Wells lived in Chicago at 3624 S. King Drive. She died in 1931 and is buried in Oak Woods Cemetery along with her husband, Ferdinand Lee Barnett. Her former home is a Chicago landmark.

Michelle Duster, Wells’ great granddaughter who lives in Chicago, expressed excitement after she learned about her great grandmother being awarded the Pulitzer.

“That is such an amazing honor,” Duster told the Crusader.

“She spent her life sacrificing to tell the truth about what was going on regarding lynching in her time. My great grandmother lost her printing press, faced death threats and a whole lot of sacrifices were needed on her part, but she never gave up.”

An investigative journalist, Wells filled a void at a time when white newspapers did not cover the murders of Black residents.
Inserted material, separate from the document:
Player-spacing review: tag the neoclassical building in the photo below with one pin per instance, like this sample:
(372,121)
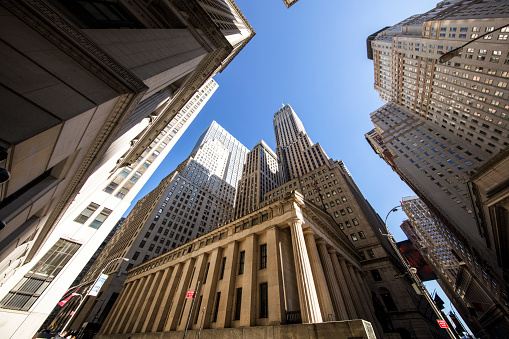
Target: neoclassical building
(285,263)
After she moved to Chicago from Memphis, Wells fought for better housing conditions as hundreds of thousands of Blacks moved to the city during the Great Migration.

She was born a slave in Holly Springs, Mississippi in 1862. Wells was 16 when both of her parents died of yellow fever. She dropped out of high school and worked as a teacher to help take care of her five siblings. She eventually moved to Memphis.

At 30, she embarked on an anti-lynching campaign in 1892, after a mob dragged Thomas Moss out of a Memphis jail in his pajamas and shot him to death over a feud that began with a game of marbles. From interviews and documents, Wells-Barnett discovered that most rape cases involving Black men were incidents of consensual interracial sex. She reported her findings in a newspaper she co-owned and edited, The Memphis Free Speech and Headlight.

In her time, Wells became the most famous Black woman in America.

Her newspaper office was bombed by an angry mob, outraged by her news stories. She eventually moved to Chicago. She was a friend of abolitionist Frederick Douglass. The two participated in the 1893 Columbian Exposition also known as the Chicago World’s Fair in Jackson Park.

In 1895 she married Attorney Ferdinand L. Barnett, founder of the Conservator, Chicago’s first Black newspaper.

In 1909, Barnett was one of the founders of the NAACP and she worked with suffragist Jane Addams to help open Chicago’s first kindergarten for Black children. She also founded the Negro Fellowship League for Black men and boys and started the Alpha Suffrage Club in Chicago, for Black women seeking the right to vote.